2016-04-18 10:29:00

Tagle: visita di Francesco a Lesbo per vincere paura dei migranti


Una visita per testimoniare la vicinanza a chi soffre, ma anche una visita per scuotere le coscienze e vincere la paura. A due giorni dalla visita di Francesco a Lesbo tra i profughi e all’indomani del nuovo appello per i migranti levato dal Papa al Regina Caeli, Alessandro Gisotti ha raccolto la testimonianza del cardinale arcivescovo di Manila, Luis Antonio Tagle, che - come presidente di Caritas Internationalis - aveva visitato pochi mesi fa i profughi siriani nel campo di Idomeni al confine con la Macedonia:

R. – Il mio primo sentimento è di gioia, perché i profughi – la gente che soffre – ha bisogno di un appoggio: non solo di un appoggio esteriore, ma di una manifestazione di compassione che viene da un cuore puro, sincero.

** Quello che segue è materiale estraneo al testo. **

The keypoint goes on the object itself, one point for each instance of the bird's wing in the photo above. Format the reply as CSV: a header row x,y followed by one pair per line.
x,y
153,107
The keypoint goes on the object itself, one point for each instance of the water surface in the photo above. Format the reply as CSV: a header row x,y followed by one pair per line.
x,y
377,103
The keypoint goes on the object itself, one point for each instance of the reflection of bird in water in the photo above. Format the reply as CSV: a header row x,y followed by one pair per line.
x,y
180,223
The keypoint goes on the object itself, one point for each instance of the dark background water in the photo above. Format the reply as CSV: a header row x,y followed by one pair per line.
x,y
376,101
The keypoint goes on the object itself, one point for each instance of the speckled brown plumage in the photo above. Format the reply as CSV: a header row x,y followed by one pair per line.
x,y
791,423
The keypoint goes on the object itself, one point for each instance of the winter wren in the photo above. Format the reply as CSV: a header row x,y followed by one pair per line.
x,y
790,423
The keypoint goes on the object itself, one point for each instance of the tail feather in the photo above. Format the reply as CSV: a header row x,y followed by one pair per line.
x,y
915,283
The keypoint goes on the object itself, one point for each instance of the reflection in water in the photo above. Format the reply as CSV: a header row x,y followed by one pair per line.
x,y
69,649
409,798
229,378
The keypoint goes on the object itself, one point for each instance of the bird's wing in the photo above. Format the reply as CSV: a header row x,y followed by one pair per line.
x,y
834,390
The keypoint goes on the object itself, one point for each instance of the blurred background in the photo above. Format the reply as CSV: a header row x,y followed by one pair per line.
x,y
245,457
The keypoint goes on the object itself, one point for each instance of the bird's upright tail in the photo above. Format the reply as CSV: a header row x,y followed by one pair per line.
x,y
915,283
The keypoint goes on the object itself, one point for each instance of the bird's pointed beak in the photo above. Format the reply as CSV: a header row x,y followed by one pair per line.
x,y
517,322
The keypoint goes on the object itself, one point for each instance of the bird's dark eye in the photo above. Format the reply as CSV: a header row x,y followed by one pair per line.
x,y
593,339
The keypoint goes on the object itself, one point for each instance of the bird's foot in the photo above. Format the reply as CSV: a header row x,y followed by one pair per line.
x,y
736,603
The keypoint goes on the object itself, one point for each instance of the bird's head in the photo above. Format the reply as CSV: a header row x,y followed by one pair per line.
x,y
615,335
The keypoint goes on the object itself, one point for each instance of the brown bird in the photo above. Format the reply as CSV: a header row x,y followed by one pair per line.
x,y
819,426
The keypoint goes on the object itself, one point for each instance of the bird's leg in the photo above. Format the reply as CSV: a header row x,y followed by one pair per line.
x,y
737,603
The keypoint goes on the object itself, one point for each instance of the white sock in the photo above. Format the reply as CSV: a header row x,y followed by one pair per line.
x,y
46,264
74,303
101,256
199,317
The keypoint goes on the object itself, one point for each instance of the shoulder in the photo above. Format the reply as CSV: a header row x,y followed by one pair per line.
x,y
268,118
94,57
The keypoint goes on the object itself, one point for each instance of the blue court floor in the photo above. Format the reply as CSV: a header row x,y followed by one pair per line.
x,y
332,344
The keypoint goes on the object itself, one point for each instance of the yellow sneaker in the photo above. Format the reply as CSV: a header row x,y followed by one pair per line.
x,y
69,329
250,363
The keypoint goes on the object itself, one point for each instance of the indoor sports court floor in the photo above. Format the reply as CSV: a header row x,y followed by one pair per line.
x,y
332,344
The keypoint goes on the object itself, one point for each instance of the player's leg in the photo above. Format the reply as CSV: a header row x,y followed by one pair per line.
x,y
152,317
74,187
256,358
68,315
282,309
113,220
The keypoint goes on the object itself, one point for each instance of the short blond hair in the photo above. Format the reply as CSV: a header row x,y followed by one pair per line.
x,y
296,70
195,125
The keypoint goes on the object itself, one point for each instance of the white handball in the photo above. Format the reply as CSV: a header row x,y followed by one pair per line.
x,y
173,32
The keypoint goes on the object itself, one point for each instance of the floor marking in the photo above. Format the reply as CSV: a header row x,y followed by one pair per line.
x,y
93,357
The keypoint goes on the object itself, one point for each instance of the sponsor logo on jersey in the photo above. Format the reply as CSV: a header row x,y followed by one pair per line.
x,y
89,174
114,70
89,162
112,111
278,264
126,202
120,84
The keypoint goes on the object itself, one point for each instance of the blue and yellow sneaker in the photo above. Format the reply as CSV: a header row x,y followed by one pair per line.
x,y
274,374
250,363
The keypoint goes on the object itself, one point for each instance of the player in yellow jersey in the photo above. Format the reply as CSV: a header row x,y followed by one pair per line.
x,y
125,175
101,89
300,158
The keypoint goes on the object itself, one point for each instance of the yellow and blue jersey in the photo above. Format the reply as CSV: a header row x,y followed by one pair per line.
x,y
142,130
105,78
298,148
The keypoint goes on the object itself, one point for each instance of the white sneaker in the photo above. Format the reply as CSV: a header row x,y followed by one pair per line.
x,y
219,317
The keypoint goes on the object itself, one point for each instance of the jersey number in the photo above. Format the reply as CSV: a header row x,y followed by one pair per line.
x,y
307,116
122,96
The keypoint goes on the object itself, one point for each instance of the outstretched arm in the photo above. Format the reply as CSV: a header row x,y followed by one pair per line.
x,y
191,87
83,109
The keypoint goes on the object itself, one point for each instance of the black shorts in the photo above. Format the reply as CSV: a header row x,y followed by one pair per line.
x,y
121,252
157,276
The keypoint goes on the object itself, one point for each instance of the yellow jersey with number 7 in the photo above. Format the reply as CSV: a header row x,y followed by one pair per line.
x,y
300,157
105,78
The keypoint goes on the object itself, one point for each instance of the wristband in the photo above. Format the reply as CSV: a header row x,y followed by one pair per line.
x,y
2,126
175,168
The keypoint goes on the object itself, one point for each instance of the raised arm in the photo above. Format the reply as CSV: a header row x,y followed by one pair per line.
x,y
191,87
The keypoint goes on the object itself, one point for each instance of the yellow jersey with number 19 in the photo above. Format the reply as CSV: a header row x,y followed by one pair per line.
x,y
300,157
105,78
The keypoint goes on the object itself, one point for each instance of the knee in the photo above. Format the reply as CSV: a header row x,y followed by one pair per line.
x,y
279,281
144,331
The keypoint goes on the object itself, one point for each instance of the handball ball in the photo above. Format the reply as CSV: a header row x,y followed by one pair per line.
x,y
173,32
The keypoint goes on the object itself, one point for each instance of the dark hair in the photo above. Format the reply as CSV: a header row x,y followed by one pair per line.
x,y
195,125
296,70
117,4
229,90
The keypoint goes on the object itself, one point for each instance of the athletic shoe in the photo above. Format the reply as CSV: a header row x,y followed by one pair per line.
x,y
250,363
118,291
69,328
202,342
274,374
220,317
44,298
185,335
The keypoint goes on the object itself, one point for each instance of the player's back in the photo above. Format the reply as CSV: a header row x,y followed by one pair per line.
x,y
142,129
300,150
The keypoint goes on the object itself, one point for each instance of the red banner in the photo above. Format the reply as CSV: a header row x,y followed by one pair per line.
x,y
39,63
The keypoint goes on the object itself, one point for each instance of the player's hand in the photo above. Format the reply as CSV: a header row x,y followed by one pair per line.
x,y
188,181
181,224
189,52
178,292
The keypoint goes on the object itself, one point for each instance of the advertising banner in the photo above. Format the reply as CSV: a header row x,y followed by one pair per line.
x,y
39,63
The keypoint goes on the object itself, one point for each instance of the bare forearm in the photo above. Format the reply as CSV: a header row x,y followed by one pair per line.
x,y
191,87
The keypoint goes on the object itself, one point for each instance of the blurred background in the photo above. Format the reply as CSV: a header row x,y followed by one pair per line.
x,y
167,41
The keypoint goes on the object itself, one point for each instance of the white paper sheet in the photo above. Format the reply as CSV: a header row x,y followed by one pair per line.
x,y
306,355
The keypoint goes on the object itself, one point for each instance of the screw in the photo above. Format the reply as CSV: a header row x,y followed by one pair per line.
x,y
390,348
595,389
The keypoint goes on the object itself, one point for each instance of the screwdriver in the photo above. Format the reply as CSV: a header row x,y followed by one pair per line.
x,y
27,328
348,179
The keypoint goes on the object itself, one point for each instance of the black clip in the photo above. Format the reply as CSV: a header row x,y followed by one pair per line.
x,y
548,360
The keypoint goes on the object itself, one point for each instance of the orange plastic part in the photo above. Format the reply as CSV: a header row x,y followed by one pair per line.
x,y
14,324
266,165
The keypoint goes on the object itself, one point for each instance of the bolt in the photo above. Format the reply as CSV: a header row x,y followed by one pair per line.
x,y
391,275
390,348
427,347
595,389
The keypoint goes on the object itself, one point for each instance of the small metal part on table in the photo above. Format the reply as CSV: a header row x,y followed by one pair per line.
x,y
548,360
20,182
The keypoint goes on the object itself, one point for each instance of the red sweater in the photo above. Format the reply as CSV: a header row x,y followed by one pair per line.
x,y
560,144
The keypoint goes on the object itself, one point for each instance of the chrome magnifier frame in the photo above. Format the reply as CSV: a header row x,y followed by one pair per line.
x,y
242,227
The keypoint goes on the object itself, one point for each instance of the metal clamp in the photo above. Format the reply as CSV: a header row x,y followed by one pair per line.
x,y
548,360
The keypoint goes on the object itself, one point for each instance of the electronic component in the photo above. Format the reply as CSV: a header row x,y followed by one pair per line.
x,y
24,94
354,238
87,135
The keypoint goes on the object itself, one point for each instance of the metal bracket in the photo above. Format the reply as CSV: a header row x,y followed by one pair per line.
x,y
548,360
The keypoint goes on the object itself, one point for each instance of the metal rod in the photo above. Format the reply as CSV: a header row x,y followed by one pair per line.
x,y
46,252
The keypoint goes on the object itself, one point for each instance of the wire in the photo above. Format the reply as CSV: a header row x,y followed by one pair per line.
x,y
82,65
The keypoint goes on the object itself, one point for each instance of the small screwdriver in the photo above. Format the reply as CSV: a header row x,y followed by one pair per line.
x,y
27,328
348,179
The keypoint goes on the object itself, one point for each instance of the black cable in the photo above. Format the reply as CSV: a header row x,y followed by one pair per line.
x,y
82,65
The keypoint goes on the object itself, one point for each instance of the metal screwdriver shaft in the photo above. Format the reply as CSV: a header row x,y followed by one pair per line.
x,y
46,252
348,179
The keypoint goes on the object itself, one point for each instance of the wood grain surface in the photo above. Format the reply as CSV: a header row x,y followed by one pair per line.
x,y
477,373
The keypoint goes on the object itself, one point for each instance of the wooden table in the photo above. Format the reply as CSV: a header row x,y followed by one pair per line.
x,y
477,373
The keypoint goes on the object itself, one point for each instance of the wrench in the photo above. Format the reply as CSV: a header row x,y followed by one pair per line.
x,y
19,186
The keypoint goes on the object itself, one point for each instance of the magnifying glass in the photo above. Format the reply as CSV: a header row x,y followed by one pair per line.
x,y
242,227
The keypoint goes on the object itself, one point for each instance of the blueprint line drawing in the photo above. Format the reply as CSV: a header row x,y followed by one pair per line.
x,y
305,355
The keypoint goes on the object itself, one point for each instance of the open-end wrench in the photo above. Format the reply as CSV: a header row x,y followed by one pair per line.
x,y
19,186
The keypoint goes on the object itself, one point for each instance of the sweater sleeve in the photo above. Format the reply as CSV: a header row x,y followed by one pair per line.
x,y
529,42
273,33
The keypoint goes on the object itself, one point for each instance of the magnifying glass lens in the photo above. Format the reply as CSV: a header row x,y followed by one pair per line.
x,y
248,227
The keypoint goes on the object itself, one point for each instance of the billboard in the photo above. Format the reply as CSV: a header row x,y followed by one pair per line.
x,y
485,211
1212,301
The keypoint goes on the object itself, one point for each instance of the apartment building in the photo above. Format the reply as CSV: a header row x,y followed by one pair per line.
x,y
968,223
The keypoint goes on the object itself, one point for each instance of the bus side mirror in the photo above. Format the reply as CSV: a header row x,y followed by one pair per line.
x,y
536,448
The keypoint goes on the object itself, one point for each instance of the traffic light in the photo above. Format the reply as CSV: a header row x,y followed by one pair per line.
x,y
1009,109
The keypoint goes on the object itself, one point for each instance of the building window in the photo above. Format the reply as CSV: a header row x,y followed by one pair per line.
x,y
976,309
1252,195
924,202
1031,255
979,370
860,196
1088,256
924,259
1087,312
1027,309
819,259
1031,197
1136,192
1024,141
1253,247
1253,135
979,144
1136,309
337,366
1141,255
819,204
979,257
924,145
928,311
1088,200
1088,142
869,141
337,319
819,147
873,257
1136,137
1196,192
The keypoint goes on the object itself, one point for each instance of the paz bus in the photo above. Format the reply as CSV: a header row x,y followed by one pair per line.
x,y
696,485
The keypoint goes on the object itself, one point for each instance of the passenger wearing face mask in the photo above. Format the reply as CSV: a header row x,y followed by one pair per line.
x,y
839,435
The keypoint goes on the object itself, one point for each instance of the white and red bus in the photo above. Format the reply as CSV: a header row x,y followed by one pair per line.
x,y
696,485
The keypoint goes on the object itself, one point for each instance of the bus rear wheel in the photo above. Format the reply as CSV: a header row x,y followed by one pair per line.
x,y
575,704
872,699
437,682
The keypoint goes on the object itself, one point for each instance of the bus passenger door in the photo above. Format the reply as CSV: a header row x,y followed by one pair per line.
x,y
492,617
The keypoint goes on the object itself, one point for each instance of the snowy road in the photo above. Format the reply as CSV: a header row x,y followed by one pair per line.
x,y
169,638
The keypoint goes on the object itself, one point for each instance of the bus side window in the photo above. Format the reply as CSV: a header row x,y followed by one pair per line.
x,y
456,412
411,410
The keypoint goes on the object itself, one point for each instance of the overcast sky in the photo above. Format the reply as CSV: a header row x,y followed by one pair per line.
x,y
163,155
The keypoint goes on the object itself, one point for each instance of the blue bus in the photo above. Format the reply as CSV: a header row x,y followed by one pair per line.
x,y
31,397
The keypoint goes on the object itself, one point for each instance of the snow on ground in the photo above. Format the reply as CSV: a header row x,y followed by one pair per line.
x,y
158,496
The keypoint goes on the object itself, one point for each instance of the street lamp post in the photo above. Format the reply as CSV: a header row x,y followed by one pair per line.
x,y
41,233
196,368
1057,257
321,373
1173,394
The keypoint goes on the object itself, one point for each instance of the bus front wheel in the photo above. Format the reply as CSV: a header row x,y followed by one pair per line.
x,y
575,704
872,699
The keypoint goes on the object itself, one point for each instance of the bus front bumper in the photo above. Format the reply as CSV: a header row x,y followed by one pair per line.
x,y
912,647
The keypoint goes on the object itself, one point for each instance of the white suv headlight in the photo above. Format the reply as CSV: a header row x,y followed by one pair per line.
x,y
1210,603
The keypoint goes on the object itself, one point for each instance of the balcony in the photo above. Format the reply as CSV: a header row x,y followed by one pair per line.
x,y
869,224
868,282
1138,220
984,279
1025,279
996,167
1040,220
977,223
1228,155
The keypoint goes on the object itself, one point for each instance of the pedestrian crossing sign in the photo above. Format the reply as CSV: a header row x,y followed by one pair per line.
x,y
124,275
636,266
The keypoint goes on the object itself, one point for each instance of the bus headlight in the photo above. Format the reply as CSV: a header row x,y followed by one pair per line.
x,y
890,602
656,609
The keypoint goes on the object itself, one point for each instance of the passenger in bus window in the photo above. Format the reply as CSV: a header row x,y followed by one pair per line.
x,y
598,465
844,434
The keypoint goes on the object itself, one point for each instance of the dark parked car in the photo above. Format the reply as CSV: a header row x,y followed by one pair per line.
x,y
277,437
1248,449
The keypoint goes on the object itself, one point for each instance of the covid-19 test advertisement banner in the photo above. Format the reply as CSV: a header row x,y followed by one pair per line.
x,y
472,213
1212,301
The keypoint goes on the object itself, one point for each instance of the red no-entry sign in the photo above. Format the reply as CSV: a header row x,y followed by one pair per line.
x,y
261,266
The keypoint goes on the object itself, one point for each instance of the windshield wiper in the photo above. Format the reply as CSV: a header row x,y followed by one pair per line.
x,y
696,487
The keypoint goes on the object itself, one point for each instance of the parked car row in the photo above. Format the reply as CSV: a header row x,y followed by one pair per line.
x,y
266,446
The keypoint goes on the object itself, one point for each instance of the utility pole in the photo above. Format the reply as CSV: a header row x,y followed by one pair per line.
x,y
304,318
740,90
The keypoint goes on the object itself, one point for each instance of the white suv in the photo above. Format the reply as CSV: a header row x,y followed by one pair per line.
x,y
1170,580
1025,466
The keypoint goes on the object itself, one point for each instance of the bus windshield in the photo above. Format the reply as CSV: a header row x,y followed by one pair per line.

Questa visita non ha niente a che vedere con un’agenda politica, con il proselitismo, ma per me è una testimonianza, che dà speranza e gioia a tutti, specialmente ai profughi. L’anno scorso sono andato al campo profughi di Idomeni in Grecia, vicino alla Macedonia. Lì ho visto, ho sentito, ho toccato la sofferenza… E la gente che soffre è consolata, consolata, con atti semplici. Semplici atti di amore e di compassione. La presenza del Santo Padre bastava per offrire questa consolazione.

D. – Papa Francesco ha portato con sé tre famiglie di rifugiati. E proprio Papa Francesco ha detto in un’occasione che le opere di misericordia sono la “manifestazione della vita cristiana”. Questo gesto è anche una chiamata, un esempio per tutti i cristiani…

R. – Sì, veramente lo è! Io voglio aggiungere che la carità – la misericordia – si manifesta in atti concreti. Non basta però un atto esteriore, perché il cuore da cui scaturisce questo atto è un’altra cosa. Ad esempio, nel mondo politico - durante le elezioni - vediamo tanti, tanti atti di benevolenza da parte dei candidati, però io mi domando: “Ma loro, sono sinceri?”. Il Santo Padre lo ha manifestato, sì, con un atto concreto, quello di portare a Roma i profughi: non solo individui, ma famiglie, per proteggerle, perché la famiglia deve restare insieme, nella sofferenza, così come nella gioia e nella speranza. Però io sono sicuro che queste tre famiglie che vengono dalla Siria hanno sperimentato un amore misterioso… Da dove viene questo atto di carità, si chiedono? Da un cuore ecclesiale, dal cuore di un Papa!

D. – Si può sperare che, dopo questa visita, le immagini che tutto il mondo ha potuto vedere, di sofferenza, ci sia un risveglio delle coscienze, dei cuori e delle menti degli europei, soprattutto dei leader politici dell’Europa?

R. – Speriamo, certo! Io credo che tanti leader e anche la gente, specialmente qui in Europa, ha paura, paura dei profughi: paura di ricevere questi stranieri, questi migranti… Però, noi dobbiamo far fronte a questa paura: per me la via giusta è quella di incontrare le persone. Io per esempio, vedendo i ragazzi delle famiglie di profughi, mi sono reso conto che questi sono dei ragazzi normali, come i bambini delle altre famiglie… Le mamme e i papà dei rifugiati sono simili agli altri papà e alle altre mamme che desiderano solo il bene per le loro famiglie! Questi pensieri, però, vengono da un incontro personale, perché senza incontro personale c’è solo la paura, la paura prevale. Speriamo che questo esempio del Santo Padre, dell’incontro personale, faccia diminuire questa paura.